As I delightfully absorbed the uncommon winter morning sunshine on my drive home from a medical appointment, I flipped on the radio—only to hear there'd been another school shooting. This time it was a few hours away in Chardon, Ohio. Instinctually, I turned off the radio. I began praying for the victims and for their families, as well as for shooter T. J. Lane and his family. These guttural groans are my five loaves and two fish offerings when destruction is unleashed into the world.

What prompted 17-year-old Lane to do wield a .22 caliber handgun against his peers, sleepily sitting in Chardon High School's cafeteria Monday morning? Was he fractured by his fractured family and domestic violence? Did he turn into an aggressor because of bullying? If his actions resulted from bullying, why did he confess to randomly selecting his 5 victims, 3 of whom died this week? Why did he have easy access to a firearm? To what extent are his parents/guardians morally culpable? These and other questions surface as we feverishly try to figure out both why a reportedly caring young man like Lane committed such a heinous crime, and how to do our part to prevent future school shootings.

I think of the victims and their families. Three teenage boys—Daniel Parmetor, Russell King Jr. and Demetrius Hewlin—have died. One victim remains hospitalized and another has been released. Though I've lost my share of family members and friends, I've never lost a child and can barely imagine the valley-of-the-shadow-of-death grief these parents are facing.

In his book Lament for a Son, philosopher Nicholas Wolterstorff writes about his own grief after his 25-year-old son, Eric, died in a mountain climbing accident. Reflecting on the Poet Gerard Manley Hopkins's notion of inscape, Wolterstorff, a Christian, writes:

… a thing had inscape for Hopkins when it had some definite character. In one of his letters Hopkins speaks of the pain he felt when a tree in the garden, full of inscape, was chopped down. Eric put inscape on things: the way he dressed, the way he cooked, the way he shook hands, the way he answered the phone. 'And I wished to die and not see the inscapes of the world destroyed anymore.'

There is a death that occurs within us when we see the inscapes of the world destroyed. These parents in Chardon lament the loss of the inscapes. Death is the starkest reminder that the world isn't the way it's supposed to be—that life wasn't intended to be cut short. As Rob Moll writes in his book The Art of Dying, even though death is all around us, we find that we are "strangers to death." I believe this is so because we all, each one of us, has eternity in our hearts (Ecc. 3:11).

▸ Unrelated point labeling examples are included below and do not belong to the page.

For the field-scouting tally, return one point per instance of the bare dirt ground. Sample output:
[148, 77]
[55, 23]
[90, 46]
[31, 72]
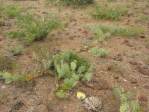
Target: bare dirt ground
[127, 64]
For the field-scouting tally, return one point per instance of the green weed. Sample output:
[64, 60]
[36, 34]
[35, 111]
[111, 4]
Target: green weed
[99, 52]
[109, 12]
[127, 104]
[71, 68]
[31, 29]
[9, 78]
[6, 63]
[103, 32]
[74, 2]
[16, 50]
[10, 11]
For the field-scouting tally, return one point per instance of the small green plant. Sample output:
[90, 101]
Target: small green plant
[100, 52]
[16, 50]
[71, 68]
[10, 11]
[9, 78]
[109, 12]
[74, 2]
[6, 63]
[31, 29]
[103, 32]
[127, 104]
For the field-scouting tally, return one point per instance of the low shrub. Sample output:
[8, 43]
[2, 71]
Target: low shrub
[71, 68]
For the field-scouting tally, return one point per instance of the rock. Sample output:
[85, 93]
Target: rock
[93, 104]
[144, 69]
[42, 108]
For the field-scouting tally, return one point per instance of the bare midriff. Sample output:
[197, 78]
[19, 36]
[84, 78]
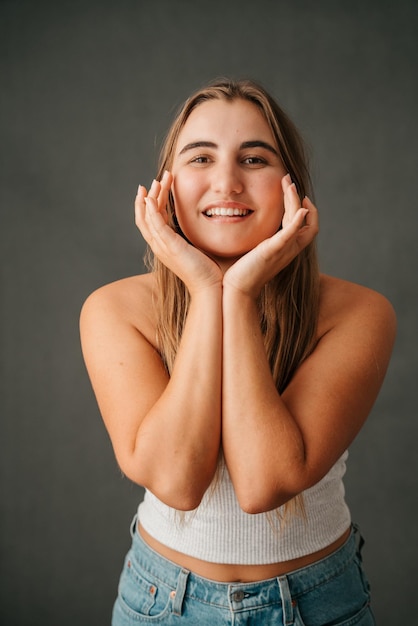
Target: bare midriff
[228, 573]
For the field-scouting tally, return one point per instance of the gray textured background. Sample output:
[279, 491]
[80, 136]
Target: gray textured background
[87, 91]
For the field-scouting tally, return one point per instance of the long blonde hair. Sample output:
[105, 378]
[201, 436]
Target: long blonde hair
[289, 303]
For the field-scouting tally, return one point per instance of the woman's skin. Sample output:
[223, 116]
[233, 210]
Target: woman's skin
[167, 431]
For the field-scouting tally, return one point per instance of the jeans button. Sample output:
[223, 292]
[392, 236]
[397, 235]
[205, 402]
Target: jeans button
[238, 596]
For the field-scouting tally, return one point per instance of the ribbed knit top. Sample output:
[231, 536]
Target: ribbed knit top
[219, 531]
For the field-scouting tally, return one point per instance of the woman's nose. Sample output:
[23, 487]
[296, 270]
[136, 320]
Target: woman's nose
[227, 179]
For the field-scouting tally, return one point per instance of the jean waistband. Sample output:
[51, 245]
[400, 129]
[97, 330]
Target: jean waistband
[295, 583]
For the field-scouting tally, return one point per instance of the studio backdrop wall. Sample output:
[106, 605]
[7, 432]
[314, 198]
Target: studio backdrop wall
[87, 91]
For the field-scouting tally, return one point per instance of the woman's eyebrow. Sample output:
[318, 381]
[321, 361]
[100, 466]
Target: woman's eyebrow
[256, 143]
[198, 144]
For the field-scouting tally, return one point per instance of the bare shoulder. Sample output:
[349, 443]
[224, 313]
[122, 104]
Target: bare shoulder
[128, 301]
[352, 306]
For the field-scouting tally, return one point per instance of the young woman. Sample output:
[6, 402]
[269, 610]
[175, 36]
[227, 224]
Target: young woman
[232, 378]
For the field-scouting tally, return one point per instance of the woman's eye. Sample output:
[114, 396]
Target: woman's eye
[254, 160]
[200, 160]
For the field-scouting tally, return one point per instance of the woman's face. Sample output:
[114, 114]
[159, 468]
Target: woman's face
[227, 179]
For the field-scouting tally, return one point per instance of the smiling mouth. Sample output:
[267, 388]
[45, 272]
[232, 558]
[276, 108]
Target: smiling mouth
[227, 212]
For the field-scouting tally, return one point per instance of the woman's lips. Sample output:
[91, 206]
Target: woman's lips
[227, 209]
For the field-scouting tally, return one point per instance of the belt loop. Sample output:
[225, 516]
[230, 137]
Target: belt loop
[359, 539]
[287, 603]
[133, 525]
[178, 594]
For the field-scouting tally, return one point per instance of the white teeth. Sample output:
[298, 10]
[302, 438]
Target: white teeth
[226, 212]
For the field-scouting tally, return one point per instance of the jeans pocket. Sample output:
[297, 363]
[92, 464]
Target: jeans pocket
[141, 597]
[342, 600]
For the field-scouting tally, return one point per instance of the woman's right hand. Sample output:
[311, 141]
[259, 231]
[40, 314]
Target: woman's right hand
[191, 265]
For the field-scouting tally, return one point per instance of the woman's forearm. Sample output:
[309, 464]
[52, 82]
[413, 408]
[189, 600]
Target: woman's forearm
[178, 441]
[262, 443]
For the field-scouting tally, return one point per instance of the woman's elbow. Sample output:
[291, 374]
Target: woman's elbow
[179, 495]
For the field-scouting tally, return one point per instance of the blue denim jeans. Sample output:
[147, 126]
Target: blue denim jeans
[331, 592]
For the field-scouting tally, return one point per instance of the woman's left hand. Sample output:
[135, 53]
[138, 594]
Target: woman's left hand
[299, 227]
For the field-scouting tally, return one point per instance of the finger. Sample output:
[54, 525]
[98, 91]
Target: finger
[165, 186]
[154, 189]
[140, 210]
[291, 199]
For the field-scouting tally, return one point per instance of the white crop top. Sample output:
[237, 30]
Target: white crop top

There is a deep, searing grief over miscarriage, suicide, random acts of violence, and over those who have died after battling long illnesses. And there is a terrible grief in knowing that someone you love and care for has brought about untold pain and suffering to others.

Not only did Lane take the lives of others, he has in some sense destroyed part of the inscape of his own family members and schoolmates. When someone we know and love has opened Pandora's Box to unleash evil and pain in the world, it often feels as if we are co-participants in destruction. A dark shadow is cast over our lives. Their Scarlet Letter can become ours and so multiplies our grief. We fear that we can never really escape the stigma.

When it comes to grief then, what else can we do (in addition to interceding) on behalf of those who find themselves in the midst of it, while also understanding that grief doesn't have a definite timetable?

We can offer the continual and long gift of our presence and service to those who are grieving. It is better to be present than to utter well-intentioned but mal-informed words like, "Isn't it time you get over it?" or "It was just their time to go." And perhaps from our own pain we can comfort others with the comfort we have received (as my friend Ferree has done with her blog, Widow's Christian Place).

We do this all in love, while understanding these words of Wolterstorff, especially in this season of Lent:

So I own my grief. I do not try to put it behind me, to get over it, to forget it. I do not try to dis-own it. If someone asks, 'Who are you, tell me about yourself,' I say—not immediately, but shortly, 'I am one who lost a son.' That loss determines my identity; not all of my identity, but much of it. It belongs within my story. I struggle to go beyond merely owning my grief toward owning it redemptively. But I will not and cannot disown it. I shall remember Eric. Lament is part of life.